Lumie Spark 100 and Rise 100 are the same product, with different device colors as the only difference. This has been confirmed multiple times by Lumie. Rise 100 has a white base with a yellow ring around the display, and Spark 100 has a beige base with a white ring around the display.
Which Lumie Bodyclock is best?
Luxe 750 DAB is the “best” Lumie Bodyclock if budget is not important. Luxe 750 has all the features available in other Bodyclocks, plus some added features that can’t be found in any other Lumie. However, Lumie Rise 100 and Shine 300 are the “best” in terms of value for the price.
Are Lumie clocks worth it?
If you struggle to wake up with a conventional alarm, a Lumie sunrise alarm clock will be worth every penny. Although Lumie software is lacking (for example, the device is not compatible with any app), the sunrise light feature helps you wake up naturally, feeling more refreshed than waking up to a traditional beep alarm.
What is the difference between Lumie 100 and 150?
Lumie 150 has sleep/wake sounds, and allows you to adjust the duration of the sunrise light feature. On Lumie 100, the only sound option is an alarm “beep,” and the sunrise feature is fixed at 30 minutes, no more and no less.
Can I use any Lumie Bodyclock as a regular bedside lamp?
Yes, all Lumie Bodyclocks can be used as regular bedside lamps, in addition to their sunrise alarm function. They provide a pleasant, warm light that’s ideal for reading or relaxing before bed.
What is the lifespan of the bulbs used in Lumie Bodyclocks?
The bulbs used in Lumie Bodyclocks are LED lights with an expected lifespan of about 30,000 hours. This means if you use your Lumie Bodyclock for 8 hours a day, the bulb could last more than 10 years.
How does the sunset feature on Lumie Bodyclocks work?
The sunset feature on Lumie Bodyclocks mimics the natural sunset, gradually dimming over time (duration varies by model) to help prepare your body for sleep. This feature aids in producing melatonin, a hormone that signals your body it’s time to sleep, facilitating a more restful night.

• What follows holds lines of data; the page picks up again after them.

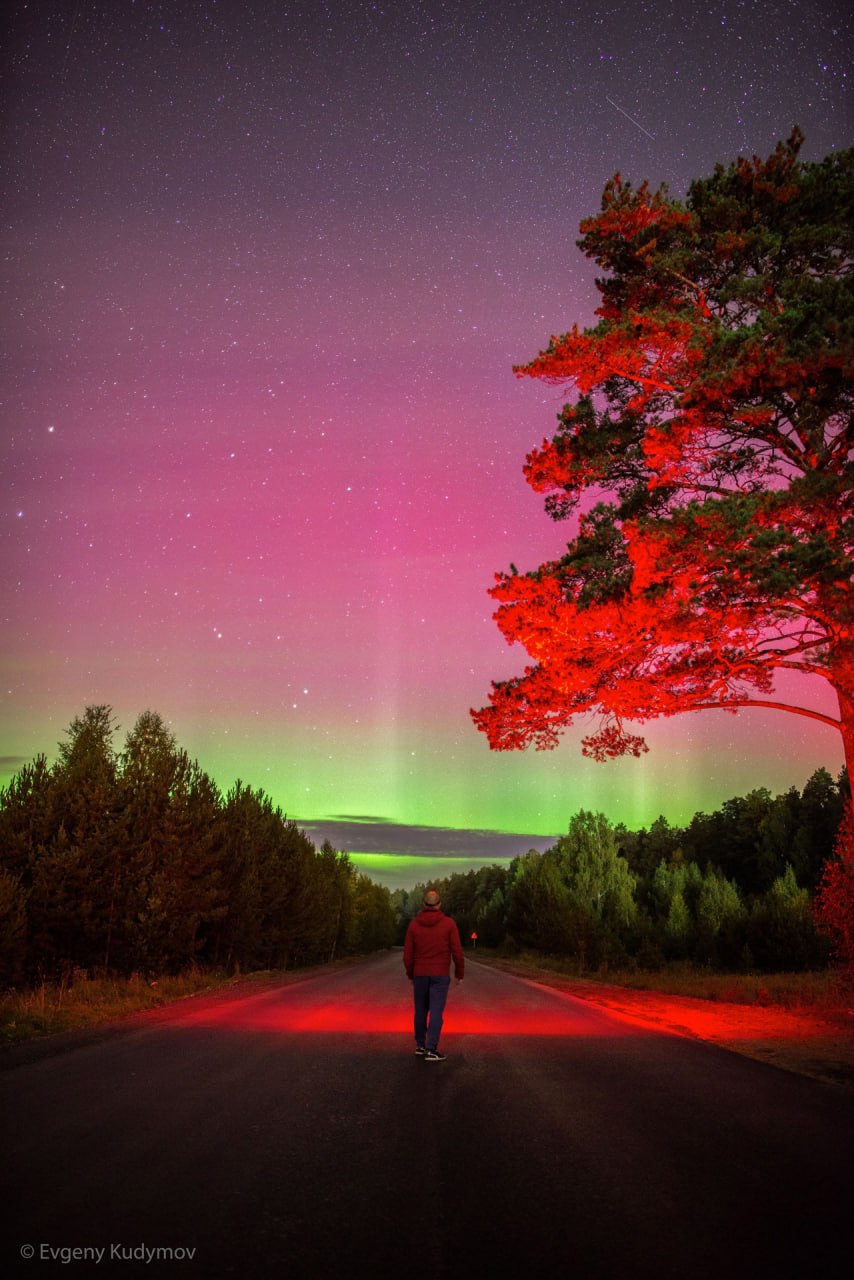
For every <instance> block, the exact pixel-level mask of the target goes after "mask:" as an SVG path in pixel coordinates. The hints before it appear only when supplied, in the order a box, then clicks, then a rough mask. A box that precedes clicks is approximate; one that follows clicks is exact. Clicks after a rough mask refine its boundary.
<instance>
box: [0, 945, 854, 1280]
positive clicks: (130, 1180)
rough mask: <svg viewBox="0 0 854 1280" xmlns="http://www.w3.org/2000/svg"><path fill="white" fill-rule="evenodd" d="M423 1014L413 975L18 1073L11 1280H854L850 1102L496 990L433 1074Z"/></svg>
mask: <svg viewBox="0 0 854 1280" xmlns="http://www.w3.org/2000/svg"><path fill="white" fill-rule="evenodd" d="M410 991H411V988H410V986H408V983H407V982H406V978H405V975H403V969H402V963H401V952H399V951H394V952H391V954H388V955H384V956H380V957H376V959H373V960H369V961H366V963H365V964H360V965H356V966H352V968H346V969H339V970H337V972H330V973H325V974H321V975H315V977H310V978H307V979H306V980H302V982H297V983H294V984H291V986H282V987H275V988H269V989H268V988H265V989H262V991H255V993H252V991H251V988H246V987H245V988H242V989H239V988H237V989H234V991H232V992H227V993H219V995H218V996H209V997H197V998H192V1000H187V1001H182V1002H179V1004H178V1005H173V1006H170V1007H169V1009H166V1010H161V1011H159V1012H157V1014H156V1015H154V1016H152V1015H143V1016H141V1018H137V1019H132V1020H129V1021H127V1023H125V1024H123V1028H122V1030H120V1032H115V1030H113V1032H110V1033H105V1034H102V1036H99V1037H97V1038H95V1039H92V1037H85V1038H83V1042H81V1039H79V1038H76V1037H72V1038H70V1041H67V1039H65V1038H60V1039H59V1041H58V1042H56V1046H63V1047H61V1048H58V1047H56V1046H42V1047H41V1048H40V1050H38V1056H37V1057H36V1060H27V1059H28V1056H29V1059H32V1052H31V1053H29V1055H27V1053H23V1055H22V1052H20V1051H18V1050H15V1051H10V1052H8V1053H6V1055H4V1057H3V1059H0V1066H3V1068H4V1069H3V1070H0V1098H1V1103H0V1105H1V1106H3V1117H4V1119H3V1129H1V1133H3V1166H4V1172H3V1184H4V1185H3V1204H4V1206H5V1208H6V1216H8V1222H6V1228H5V1230H4V1248H3V1254H1V1256H0V1267H1V1268H3V1272H4V1274H5V1275H13V1276H18V1275H22V1276H32V1275H35V1272H36V1271H37V1274H38V1275H50V1274H52V1275H56V1276H58V1277H59V1276H61V1275H69V1274H72V1275H86V1276H99V1275H117V1276H123V1277H124V1276H128V1277H129V1276H136V1275H146V1276H159V1277H163V1276H164V1275H169V1276H170V1277H174V1280H182V1277H184V1276H187V1277H191V1276H252V1277H261V1280H262V1277H266V1276H277V1277H282V1280H303V1277H305V1280H309V1277H311V1280H324V1277H326V1276H335V1277H338V1276H341V1277H344V1276H352V1275H356V1276H370V1277H375V1280H384V1277H387V1276H388V1277H391V1276H394V1277H407V1276H410V1275H412V1274H423V1275H424V1276H428V1277H448V1280H456V1277H461V1280H462V1277H480V1276H484V1277H488V1280H502V1277H504V1276H507V1277H510V1276H513V1277H526V1276H539V1275H547V1274H548V1275H561V1276H563V1275H568V1276H574V1277H579V1280H586V1277H608V1280H611V1277H613V1280H616V1277H622V1276H626V1277H631V1280H644V1277H647V1276H649V1277H656V1280H666V1277H673V1280H676V1277H679V1280H688V1277H690V1280H702V1277H712V1276H714V1277H726V1280H737V1277H741V1276H744V1277H748V1276H750V1277H752V1280H753V1277H763V1276H769V1277H771V1276H773V1277H775V1280H781V1277H789V1276H791V1277H795V1276H796V1277H799V1280H800V1277H805V1276H813V1275H814V1276H819V1277H822V1280H828V1277H834V1276H842V1275H848V1274H849V1266H850V1257H851V1244H853V1243H854V1230H853V1228H851V1194H850V1192H851V1187H850V1174H851V1152H853V1151H854V1146H853V1143H851V1139H853V1138H854V1101H853V1098H851V1096H850V1094H849V1093H848V1092H845V1091H844V1089H842V1088H840V1087H835V1085H830V1084H822V1083H819V1082H817V1080H810V1079H807V1078H803V1076H798V1075H793V1074H789V1073H786V1071H781V1070H777V1069H775V1068H771V1066H767V1065H764V1064H761V1062H755V1061H750V1060H748V1059H741V1057H739V1056H736V1055H732V1053H727V1052H726V1051H723V1050H718V1048H716V1047H714V1046H709V1044H703V1043H699V1042H694V1041H689V1039H682V1038H679V1037H676V1036H668V1034H666V1033H661V1032H648V1030H644V1029H639V1028H638V1027H635V1025H631V1024H629V1023H625V1021H620V1020H617V1019H615V1018H613V1016H611V1015H608V1014H607V1012H604V1011H603V1010H600V1009H597V1007H592V1006H589V1005H586V1004H584V1002H583V1001H579V1000H575V998H572V997H570V996H566V995H561V993H557V992H551V991H548V989H547V988H543V987H536V986H535V984H533V983H528V982H524V980H521V979H519V978H512V977H510V975H507V974H503V973H498V972H495V970H492V969H488V968H485V966H481V965H476V964H470V965H469V970H467V977H466V980H465V983H463V984H462V986H460V987H455V986H452V987H451V995H449V998H448V1006H447V1011H446V1033H444V1036H443V1048H444V1050H446V1052H447V1053H448V1057H447V1060H446V1061H444V1062H435V1064H430V1062H425V1061H423V1060H421V1059H417V1057H415V1055H414V1041H412V1037H411V1016H410V998H411V996H410ZM68 1044H70V1046H72V1047H65V1046H68ZM22 1059H23V1060H22ZM73 1249H77V1251H87V1252H86V1253H83V1254H78V1258H79V1261H65V1260H67V1258H72V1254H70V1252H68V1251H73ZM97 1251H102V1252H101V1254H100V1256H99V1252H97ZM143 1251H147V1252H143ZM157 1251H159V1252H157ZM28 1253H31V1254H32V1256H28Z"/></svg>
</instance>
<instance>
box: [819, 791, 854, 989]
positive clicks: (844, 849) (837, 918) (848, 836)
mask: <svg viewBox="0 0 854 1280" xmlns="http://www.w3.org/2000/svg"><path fill="white" fill-rule="evenodd" d="M814 913H816V923H817V924H818V928H819V929H821V932H822V933H823V934H826V937H828V938H830V940H831V942H832V945H834V954H835V955H836V957H837V960H841V961H842V964H845V965H846V966H848V968H850V969H854V808H851V805H850V804H849V805H848V808H846V809H845V814H844V817H842V822H841V823H840V828H839V835H837V836H836V849H835V856H834V858H832V859H831V860H830V861H828V863H827V864H826V867H825V873H823V876H822V879H821V883H819V886H818V891H817V893H816V904H814Z"/></svg>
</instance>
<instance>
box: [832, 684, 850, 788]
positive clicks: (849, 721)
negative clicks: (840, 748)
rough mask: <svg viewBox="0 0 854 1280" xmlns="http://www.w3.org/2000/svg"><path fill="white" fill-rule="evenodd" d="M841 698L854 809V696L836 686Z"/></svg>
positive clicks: (842, 732) (837, 685)
mask: <svg viewBox="0 0 854 1280" xmlns="http://www.w3.org/2000/svg"><path fill="white" fill-rule="evenodd" d="M836 695H837V698H839V719H840V730H841V733H842V750H844V751H845V768H846V769H848V794H849V803H850V805H851V808H853V809H854V696H853V695H851V694H849V691H848V690H842V689H840V686H839V685H837V686H836Z"/></svg>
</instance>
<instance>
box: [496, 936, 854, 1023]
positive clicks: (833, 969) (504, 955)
mask: <svg viewBox="0 0 854 1280" xmlns="http://www.w3.org/2000/svg"><path fill="white" fill-rule="evenodd" d="M472 959H474V960H483V961H485V963H487V964H489V963H490V961H498V964H499V965H501V961H502V960H506V961H507V963H508V964H510V965H513V966H519V968H520V969H525V970H531V973H533V972H534V970H536V969H539V970H540V972H545V973H556V974H561V975H562V977H565V978H572V979H576V980H579V982H585V983H586V982H590V983H598V984H600V986H608V987H630V988H634V989H635V991H654V992H658V993H659V995H662V996H691V997H694V998H695V1000H709V1001H720V1002H721V1004H730V1005H763V1006H775V1007H781V1009H793V1010H798V1009H800V1010H808V1011H812V1012H817V1014H818V1012H830V1011H834V1010H839V1009H840V1007H841V1006H845V1007H846V1009H848V1007H850V1005H851V1001H853V1000H854V977H853V975H851V974H850V973H849V972H846V970H844V969H822V970H814V972H808V973H718V972H714V970H713V969H705V968H698V966H695V965H688V964H672V965H668V966H666V968H662V969H656V970H654V972H647V970H641V969H609V968H603V969H599V970H597V972H590V970H589V969H583V968H581V966H580V965H579V963H577V961H575V960H572V959H570V957H567V956H548V955H539V954H538V952H534V951H521V952H517V954H515V955H508V954H504V952H502V951H501V950H498V951H488V950H485V948H480V947H479V948H478V951H476V954H472Z"/></svg>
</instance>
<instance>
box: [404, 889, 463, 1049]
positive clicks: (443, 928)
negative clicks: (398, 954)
mask: <svg viewBox="0 0 854 1280" xmlns="http://www.w3.org/2000/svg"><path fill="white" fill-rule="evenodd" d="M452 957H453V975H455V978H456V980H457V982H462V975H463V972H465V968H466V961H465V957H463V955H462V946H461V943H460V931H458V929H457V925H456V924H455V922H453V920H452V919H451V916H449V915H446V914H444V911H443V910H442V902H440V900H439V895H438V893H437V891H435V890H434V888H431V890H428V892H426V893H425V895H424V909H423V910H421V911H419V914H417V915H416V916H415V919H412V920H410V927H408V929H407V931H406V941H405V943H403V966H405V968H406V975H407V978H410V979H411V982H412V991H414V996H415V1052H416V1053H417V1055H419V1056H420V1057H423V1059H424V1061H425V1062H443V1061H444V1053H442V1052H440V1051H439V1036H440V1034H442V1015H443V1012H444V1002H446V1000H447V998H448V987H449V986H451V959H452Z"/></svg>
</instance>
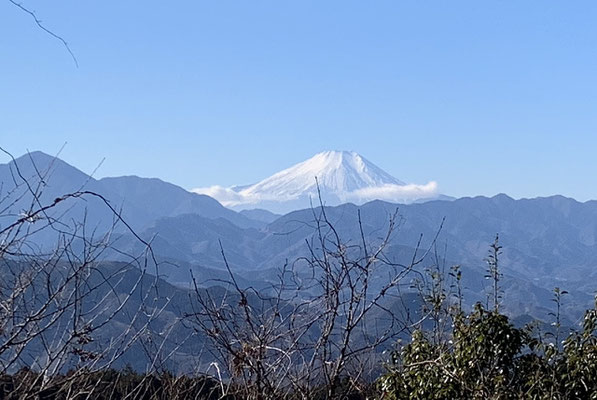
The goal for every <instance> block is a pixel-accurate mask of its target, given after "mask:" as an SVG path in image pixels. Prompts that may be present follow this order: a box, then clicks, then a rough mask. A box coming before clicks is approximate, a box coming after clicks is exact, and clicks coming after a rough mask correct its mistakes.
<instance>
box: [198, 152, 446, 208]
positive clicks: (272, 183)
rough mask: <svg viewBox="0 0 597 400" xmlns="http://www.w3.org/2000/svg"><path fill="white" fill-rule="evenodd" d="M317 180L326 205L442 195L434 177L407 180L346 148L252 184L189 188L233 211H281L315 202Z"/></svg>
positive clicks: (432, 196)
mask: <svg viewBox="0 0 597 400" xmlns="http://www.w3.org/2000/svg"><path fill="white" fill-rule="evenodd" d="M316 179H317V181H316ZM317 182H318V184H319V190H320V191H321V194H322V196H323V198H324V199H325V204H326V205H330V206H331V205H339V204H343V203H355V204H364V203H366V202H368V201H372V200H385V201H390V202H393V203H413V202H416V201H426V200H432V199H438V198H441V197H443V196H441V195H440V194H439V193H438V187H437V183H436V182H429V183H427V184H425V185H416V184H406V183H404V182H402V181H401V180H399V179H396V178H395V177H393V176H391V175H390V174H388V173H387V172H385V171H383V170H382V169H381V168H379V167H377V166H376V165H375V164H373V163H372V162H371V161H369V160H367V159H365V158H364V157H362V156H361V155H360V154H357V153H355V152H349V151H325V152H321V153H318V154H316V155H315V156H313V157H311V158H310V159H308V160H306V161H303V162H301V163H298V164H296V165H294V166H292V167H290V168H287V169H285V170H283V171H280V172H278V173H276V174H274V175H272V176H270V177H268V178H266V179H264V180H262V181H260V182H258V183H255V184H253V185H246V186H233V187H230V188H224V187H221V186H212V187H208V188H197V189H193V192H195V193H200V194H206V195H209V196H211V197H213V198H215V199H216V200H218V201H220V203H222V204H223V205H225V206H227V207H231V208H233V209H236V210H243V209H254V208H260V209H266V210H269V211H271V212H275V213H279V214H285V213H288V212H290V211H294V210H300V209H304V208H309V207H310V205H311V203H312V201H313V202H314V203H315V204H317V203H318V191H317V189H318V188H317ZM445 198H446V199H447V197H445Z"/></svg>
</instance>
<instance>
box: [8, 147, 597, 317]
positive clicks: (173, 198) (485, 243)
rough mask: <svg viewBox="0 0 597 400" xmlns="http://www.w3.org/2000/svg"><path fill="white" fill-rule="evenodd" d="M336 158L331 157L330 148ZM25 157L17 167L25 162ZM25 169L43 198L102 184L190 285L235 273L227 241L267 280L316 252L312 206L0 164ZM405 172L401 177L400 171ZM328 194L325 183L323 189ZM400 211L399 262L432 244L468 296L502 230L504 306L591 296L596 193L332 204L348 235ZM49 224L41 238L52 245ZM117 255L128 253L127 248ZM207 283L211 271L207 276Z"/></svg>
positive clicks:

Are Lumie Bodyclocks safe to use for children?
Yes, Lumie Bodyclocks are safe for children and can be particularly helpful in establishing a sleep routine. However, for younger children, it’s recommended to place the Bodyclock out of reach to prevent any potential mishaps.
Will a Lumie Bodyclock still work during a power outage?
Lumie Bodyclocks have a battery backup that can keep the clock functioning for a few minutes during a power outage. However, in an extended power outage, the alarm will fail.